Che buone le bucce di patata ripiene: me le sognerò la notte!
Enorme è anche l'albero di Natale più famoso del mondo, al Rockfeller Center.

La notte poi, la quantità di luce è impressionante.
E il Manhattan Skyline sembra una cartolina, una foto, un film e invece no, è semplice realtà. Resto senza parole quando l'autostrada arriva al Lincoln e ti apre il panorama su questo scorcio ancora silenzioso perché lontano.
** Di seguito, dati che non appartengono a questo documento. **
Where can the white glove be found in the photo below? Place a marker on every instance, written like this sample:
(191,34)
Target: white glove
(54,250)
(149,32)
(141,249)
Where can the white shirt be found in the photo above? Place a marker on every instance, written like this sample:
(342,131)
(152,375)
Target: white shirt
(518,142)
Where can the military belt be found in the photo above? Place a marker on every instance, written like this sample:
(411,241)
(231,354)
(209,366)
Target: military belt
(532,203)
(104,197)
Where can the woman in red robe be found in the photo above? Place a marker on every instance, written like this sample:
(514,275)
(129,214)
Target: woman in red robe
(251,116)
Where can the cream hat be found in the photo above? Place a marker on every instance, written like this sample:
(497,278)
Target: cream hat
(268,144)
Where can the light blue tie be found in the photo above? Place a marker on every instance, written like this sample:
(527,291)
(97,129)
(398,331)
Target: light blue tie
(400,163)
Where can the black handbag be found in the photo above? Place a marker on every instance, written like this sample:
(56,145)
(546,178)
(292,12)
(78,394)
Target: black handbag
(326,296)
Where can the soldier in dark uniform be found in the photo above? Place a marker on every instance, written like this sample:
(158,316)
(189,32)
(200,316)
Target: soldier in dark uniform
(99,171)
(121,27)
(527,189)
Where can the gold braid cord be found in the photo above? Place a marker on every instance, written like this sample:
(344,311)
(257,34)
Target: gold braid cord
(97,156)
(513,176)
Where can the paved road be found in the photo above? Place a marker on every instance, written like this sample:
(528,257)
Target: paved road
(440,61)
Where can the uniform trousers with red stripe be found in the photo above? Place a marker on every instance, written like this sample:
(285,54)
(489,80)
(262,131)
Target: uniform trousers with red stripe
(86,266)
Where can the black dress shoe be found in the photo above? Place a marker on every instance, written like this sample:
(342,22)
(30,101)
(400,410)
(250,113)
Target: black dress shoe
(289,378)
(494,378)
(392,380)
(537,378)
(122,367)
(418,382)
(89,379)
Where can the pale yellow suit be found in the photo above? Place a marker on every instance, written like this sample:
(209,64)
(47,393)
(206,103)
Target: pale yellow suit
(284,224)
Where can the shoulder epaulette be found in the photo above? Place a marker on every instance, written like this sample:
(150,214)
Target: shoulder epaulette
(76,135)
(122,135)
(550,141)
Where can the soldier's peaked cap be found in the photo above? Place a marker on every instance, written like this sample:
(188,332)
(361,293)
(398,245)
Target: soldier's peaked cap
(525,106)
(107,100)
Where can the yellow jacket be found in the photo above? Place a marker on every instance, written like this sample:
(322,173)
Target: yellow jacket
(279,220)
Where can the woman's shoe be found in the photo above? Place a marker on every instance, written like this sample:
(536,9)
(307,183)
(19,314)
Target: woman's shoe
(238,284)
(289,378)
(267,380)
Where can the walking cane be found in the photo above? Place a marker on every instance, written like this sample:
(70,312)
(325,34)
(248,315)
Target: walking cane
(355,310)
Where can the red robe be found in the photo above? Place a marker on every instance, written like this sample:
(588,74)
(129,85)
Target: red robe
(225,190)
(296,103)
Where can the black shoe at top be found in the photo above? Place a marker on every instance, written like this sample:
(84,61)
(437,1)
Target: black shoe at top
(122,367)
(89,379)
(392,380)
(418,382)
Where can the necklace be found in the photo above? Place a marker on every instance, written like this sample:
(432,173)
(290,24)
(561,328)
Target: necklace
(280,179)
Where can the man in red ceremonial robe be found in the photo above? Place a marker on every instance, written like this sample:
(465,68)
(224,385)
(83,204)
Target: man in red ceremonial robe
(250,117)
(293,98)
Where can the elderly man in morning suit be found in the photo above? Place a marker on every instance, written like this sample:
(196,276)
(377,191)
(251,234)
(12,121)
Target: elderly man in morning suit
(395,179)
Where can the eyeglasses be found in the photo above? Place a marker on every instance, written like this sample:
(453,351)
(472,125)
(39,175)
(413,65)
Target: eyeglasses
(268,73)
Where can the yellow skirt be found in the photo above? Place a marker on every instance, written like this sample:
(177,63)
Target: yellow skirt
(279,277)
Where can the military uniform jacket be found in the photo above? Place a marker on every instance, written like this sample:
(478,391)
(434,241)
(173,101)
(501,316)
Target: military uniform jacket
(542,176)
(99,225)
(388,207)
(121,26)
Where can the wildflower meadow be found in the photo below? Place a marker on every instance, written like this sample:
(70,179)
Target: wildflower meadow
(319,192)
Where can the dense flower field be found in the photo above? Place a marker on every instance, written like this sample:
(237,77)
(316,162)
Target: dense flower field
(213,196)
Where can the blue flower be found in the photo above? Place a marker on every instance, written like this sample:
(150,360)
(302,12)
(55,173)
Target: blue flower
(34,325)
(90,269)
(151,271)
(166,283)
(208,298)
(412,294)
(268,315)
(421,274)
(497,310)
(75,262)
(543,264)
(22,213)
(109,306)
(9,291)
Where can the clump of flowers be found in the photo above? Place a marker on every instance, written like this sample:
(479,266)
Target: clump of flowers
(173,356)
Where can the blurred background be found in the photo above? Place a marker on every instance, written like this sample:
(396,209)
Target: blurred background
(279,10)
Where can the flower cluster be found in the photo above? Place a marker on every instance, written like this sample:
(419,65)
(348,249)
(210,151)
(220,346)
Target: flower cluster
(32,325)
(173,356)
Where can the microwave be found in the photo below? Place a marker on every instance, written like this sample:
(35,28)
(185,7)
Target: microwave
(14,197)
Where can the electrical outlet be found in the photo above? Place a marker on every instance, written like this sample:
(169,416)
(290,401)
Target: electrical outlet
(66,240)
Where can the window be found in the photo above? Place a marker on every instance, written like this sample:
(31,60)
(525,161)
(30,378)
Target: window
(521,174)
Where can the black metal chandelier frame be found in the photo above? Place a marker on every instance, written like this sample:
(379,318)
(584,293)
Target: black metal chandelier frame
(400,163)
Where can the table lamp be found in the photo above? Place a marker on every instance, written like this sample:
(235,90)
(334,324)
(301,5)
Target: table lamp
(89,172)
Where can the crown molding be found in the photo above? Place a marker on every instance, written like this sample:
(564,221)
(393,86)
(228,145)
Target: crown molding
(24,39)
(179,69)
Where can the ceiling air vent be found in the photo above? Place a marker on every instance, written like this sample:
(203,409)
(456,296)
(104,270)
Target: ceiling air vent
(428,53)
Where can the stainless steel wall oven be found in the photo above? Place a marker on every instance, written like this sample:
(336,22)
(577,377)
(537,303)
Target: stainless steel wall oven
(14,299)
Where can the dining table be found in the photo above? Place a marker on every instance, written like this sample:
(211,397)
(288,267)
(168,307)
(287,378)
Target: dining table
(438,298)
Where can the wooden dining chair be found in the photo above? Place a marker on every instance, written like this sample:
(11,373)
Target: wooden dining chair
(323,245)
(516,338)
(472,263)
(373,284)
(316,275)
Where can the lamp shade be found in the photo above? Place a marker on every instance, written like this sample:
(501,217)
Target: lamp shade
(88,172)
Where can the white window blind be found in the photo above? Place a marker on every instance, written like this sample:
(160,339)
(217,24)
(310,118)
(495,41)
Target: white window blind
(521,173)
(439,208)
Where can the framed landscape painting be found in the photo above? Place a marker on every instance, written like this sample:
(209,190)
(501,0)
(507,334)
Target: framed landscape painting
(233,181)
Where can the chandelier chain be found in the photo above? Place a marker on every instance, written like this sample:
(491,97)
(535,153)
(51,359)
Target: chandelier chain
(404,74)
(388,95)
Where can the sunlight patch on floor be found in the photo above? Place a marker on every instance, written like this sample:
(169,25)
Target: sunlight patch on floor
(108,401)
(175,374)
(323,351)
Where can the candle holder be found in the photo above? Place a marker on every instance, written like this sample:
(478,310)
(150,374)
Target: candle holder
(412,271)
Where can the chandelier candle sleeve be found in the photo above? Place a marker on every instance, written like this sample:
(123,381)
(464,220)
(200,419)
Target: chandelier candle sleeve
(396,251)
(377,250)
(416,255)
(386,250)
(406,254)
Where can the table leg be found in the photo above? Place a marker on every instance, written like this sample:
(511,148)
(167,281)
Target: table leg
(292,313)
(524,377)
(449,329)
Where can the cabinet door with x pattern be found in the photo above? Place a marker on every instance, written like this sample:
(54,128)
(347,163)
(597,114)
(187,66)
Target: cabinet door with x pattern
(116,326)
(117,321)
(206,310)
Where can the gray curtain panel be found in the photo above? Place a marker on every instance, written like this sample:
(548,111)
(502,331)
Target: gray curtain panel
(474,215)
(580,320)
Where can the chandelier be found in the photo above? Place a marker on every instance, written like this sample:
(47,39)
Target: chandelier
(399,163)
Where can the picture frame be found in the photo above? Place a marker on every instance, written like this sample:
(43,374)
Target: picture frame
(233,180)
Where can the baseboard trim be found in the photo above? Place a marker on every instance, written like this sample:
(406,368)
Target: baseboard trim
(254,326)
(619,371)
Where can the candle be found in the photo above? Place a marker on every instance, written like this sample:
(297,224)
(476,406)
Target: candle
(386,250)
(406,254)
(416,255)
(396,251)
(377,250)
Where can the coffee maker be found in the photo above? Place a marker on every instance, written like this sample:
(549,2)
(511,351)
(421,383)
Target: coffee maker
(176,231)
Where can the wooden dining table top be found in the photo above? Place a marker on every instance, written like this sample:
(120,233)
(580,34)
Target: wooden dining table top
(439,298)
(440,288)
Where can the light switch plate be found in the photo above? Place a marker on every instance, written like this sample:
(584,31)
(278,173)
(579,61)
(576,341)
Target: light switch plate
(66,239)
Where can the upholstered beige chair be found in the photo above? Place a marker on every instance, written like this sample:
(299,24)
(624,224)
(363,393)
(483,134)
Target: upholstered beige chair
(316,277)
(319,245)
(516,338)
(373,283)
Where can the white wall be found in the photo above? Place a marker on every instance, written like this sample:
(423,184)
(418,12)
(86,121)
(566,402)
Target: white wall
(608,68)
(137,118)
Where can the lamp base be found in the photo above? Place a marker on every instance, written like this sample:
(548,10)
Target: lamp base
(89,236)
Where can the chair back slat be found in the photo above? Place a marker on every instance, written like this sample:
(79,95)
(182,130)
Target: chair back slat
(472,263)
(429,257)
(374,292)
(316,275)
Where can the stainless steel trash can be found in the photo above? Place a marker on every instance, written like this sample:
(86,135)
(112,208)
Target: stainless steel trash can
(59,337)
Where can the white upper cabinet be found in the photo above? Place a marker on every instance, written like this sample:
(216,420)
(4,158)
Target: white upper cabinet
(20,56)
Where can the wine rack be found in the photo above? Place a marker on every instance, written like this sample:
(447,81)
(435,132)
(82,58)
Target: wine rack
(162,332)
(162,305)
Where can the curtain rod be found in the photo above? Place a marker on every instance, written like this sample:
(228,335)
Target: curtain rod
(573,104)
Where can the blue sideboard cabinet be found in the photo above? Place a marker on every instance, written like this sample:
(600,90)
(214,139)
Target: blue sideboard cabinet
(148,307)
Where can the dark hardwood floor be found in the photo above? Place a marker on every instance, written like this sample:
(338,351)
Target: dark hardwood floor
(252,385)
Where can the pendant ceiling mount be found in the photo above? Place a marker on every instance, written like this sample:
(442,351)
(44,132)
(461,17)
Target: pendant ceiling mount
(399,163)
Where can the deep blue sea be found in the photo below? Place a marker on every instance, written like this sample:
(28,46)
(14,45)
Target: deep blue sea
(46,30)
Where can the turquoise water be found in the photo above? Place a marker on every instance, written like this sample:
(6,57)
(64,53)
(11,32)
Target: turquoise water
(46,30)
È come se il cielo avesse un milione di finestre illuminate da una vita palpitante e inarrestabile, come se la notte non riuscisse ad addormentare questa città.

Poi c'è l'America del Ground Zero.
Sì, quella delle macerie e della ferita che ancora sanguina.
Quella di un immenso spazio vuoto, del buco enorme nel cuore di Manhattan.
Un vuoto di vite perdute ma pieno di cielo e di forza, perché l'America non si arrende e già ha iniziato a ricostruire sulle rovine.
Perché dal Ground zero nascerà una colossale torre: la Torre della Libertà. Circondata da altri tre grattacieli che formeranno il World Trade Center Memorial.
Per non dimenticare, mai.
Per non darla vinta a chi ha voluto distruggere: non solo un simbolo ma la serenità di un intero popolo.

Ed è qui che ti senti parte dell'America, che i brividi lungo la schiena ti fanno capire che quella ferita è anche la tua e la rabbia è la stessa di chi lì ha perso i propri cari.
Perché la bandiera americana continuerà a sventolare dall'alto dei grattacieli per ricordare al mondo che la testa non si deve mai abbassare davanti agli assassini. Chiunque essi siano. E che New York, nonostante tutto, è un luogo più che mai vivo.